Both Sophie and I rely on LLMs for a considerable amount of our daily tasks and projects. She has been using ChatGPT Plus since June 2024, and I have been using Google Gemini Pro since May 2025. We probably average 2-3 hours a day each on the apps, far more than any other smartphone app. As a household we spend $55 CAD a month on LLM subscriptions.
I’ve been working on a project fine-tuning an LLM on multi-task workflows relevant to my domain expertise, which gives me a preview of the next iterations of the technology. I am excited to see how the next frontier of LLMs will increase the productivity of the white collar professionals who adopt them.
The best way to get LLMs to be useful for you is to view using LLMs as a video game: When you start playing a new video game, you need to learn how to use the controllers and the bounds of what you can do within the game. LLMs are similar. My suggestion is to take some of your free time and see what you can get an LLM to do. Over time you will be impressed on how much it can do.
Like video games, there are power-ups when using LLMs. My favorite is meta prompting. Here’s an example of what I mean by meta-prompting.
Sometimes I go back and forth refining the prompt to make it even better before I open a new chat and paste it in.I have always found LLMs to be too agreeable and sycophantic. Some models (like Gemini) now have personal context setups, where you can give your LLM instructions on how you would like it to respond. Here is mine:
When responding to me, always adopt a concise and objective tone. Do not be agreeable or seek to please me. Instead, actively challenge my premises and assumptions to ensure rigorous critical thinking. Prioritize factual accuracy and counter-arguments over conversational harmony.
I am disappointed, but not surprised, that younger generations are using LLMs as shortcuts to schoolwork as opposed to enhancers. I have professor friends who have seen a serious degradation in the preparation of these young students who use LLMs to cheat their way into a degree.
I use Gemini a lot to learn about new subjects, and I use the following prompt I found on X as a starting prompt:
I would benefit most from an explanation style in which you frequently pause to confirm, via asking me test questions, that I’ve understood your explanations so far.

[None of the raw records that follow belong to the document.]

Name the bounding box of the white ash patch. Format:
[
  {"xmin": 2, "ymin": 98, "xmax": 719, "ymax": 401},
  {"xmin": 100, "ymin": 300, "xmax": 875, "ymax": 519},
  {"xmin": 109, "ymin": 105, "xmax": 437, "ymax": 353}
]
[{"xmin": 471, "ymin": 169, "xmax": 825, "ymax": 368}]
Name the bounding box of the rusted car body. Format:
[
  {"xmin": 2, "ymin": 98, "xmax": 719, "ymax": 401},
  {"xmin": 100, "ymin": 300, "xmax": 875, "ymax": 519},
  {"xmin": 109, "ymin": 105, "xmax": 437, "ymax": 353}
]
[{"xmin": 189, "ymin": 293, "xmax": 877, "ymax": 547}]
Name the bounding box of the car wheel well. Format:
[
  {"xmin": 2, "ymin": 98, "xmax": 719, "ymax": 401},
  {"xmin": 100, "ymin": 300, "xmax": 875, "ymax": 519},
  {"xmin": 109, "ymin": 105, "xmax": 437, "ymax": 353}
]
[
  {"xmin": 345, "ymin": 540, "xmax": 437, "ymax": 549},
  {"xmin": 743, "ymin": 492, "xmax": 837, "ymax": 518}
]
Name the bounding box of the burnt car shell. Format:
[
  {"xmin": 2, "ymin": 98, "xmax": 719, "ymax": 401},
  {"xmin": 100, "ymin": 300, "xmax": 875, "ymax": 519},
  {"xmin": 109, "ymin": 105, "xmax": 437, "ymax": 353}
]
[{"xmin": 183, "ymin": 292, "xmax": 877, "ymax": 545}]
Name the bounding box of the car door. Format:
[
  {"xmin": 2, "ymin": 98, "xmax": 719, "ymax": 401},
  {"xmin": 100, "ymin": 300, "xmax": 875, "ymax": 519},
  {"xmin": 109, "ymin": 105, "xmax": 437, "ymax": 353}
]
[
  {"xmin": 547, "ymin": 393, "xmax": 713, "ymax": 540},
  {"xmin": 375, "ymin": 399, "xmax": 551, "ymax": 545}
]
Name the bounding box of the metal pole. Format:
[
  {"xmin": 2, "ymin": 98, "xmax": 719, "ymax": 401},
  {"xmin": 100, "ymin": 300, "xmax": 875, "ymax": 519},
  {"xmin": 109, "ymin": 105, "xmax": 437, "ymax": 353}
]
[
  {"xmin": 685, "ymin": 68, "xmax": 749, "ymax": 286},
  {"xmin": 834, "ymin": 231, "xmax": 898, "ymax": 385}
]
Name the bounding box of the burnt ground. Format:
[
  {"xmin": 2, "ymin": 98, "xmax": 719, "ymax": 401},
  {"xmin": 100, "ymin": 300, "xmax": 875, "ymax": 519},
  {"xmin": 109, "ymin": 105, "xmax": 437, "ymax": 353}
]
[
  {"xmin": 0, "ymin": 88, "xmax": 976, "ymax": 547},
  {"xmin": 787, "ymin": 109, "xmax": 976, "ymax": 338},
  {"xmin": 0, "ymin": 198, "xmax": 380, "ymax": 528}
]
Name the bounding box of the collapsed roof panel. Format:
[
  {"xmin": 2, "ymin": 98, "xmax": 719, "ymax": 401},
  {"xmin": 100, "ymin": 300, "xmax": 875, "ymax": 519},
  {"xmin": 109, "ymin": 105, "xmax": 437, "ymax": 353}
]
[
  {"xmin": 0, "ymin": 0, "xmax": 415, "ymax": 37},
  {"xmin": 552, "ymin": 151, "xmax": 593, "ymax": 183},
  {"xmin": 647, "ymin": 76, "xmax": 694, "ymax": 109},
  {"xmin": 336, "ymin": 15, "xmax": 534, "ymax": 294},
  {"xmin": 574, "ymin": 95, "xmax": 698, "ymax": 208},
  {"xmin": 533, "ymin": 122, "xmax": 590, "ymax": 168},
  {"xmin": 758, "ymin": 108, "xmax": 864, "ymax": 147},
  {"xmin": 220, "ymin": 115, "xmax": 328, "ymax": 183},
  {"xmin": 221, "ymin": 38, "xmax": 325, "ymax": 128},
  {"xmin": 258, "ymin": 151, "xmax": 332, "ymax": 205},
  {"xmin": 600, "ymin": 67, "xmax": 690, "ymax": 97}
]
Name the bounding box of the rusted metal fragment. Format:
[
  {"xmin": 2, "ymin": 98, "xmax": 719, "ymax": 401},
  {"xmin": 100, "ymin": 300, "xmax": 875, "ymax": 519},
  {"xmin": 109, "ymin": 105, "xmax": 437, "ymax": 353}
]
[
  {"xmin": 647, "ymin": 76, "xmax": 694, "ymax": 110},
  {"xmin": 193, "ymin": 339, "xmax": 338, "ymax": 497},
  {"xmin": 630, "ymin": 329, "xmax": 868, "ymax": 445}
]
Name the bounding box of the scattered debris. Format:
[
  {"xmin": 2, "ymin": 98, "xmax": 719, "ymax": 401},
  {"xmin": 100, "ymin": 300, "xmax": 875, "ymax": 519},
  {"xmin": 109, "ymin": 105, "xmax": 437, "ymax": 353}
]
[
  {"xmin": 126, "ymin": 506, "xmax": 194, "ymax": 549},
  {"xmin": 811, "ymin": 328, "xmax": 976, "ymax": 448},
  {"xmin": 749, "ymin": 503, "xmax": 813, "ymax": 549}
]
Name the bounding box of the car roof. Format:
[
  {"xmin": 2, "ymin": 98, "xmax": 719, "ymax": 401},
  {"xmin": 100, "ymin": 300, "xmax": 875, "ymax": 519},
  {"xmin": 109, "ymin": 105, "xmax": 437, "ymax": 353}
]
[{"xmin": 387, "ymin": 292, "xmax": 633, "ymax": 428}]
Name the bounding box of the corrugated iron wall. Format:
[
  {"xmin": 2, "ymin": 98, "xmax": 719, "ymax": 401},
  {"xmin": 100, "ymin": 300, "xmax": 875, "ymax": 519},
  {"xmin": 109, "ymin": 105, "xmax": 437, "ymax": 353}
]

Particularly helpful are test questions related to simple, explicit examples. When you pause and ask me a test question, do not continue the explanation until I have answered the questions to your satisfaction. I.e. do not keep generating the explanation, actually wait for me to respond first. I’m hoping that by tutoring me in this Socratic way, you’ll help me better understand how superficial my understanding is (which is so easy to fail to notice otherwise), and then help fill in all the important blanks. Thanks!
I then explain the subject I want to learn about and the resulting conversations are very enlightening. Here’s an example.
Nano Banana Pro is seriously impressive. The image below is AI generated.
I’ve always wanted a Platon style photographI predict that social media as we know it will evolve into something completely new. I do not see myself using Instagram more often if those who I follow are posting AI generated content, which I will have a hard time discerning from real photos / videos.
I am confident that many people will use AI to fake their lives on Instagram in an effort to gain status. I believe this will lead to a significant reduction in visual social media consumption in the near future.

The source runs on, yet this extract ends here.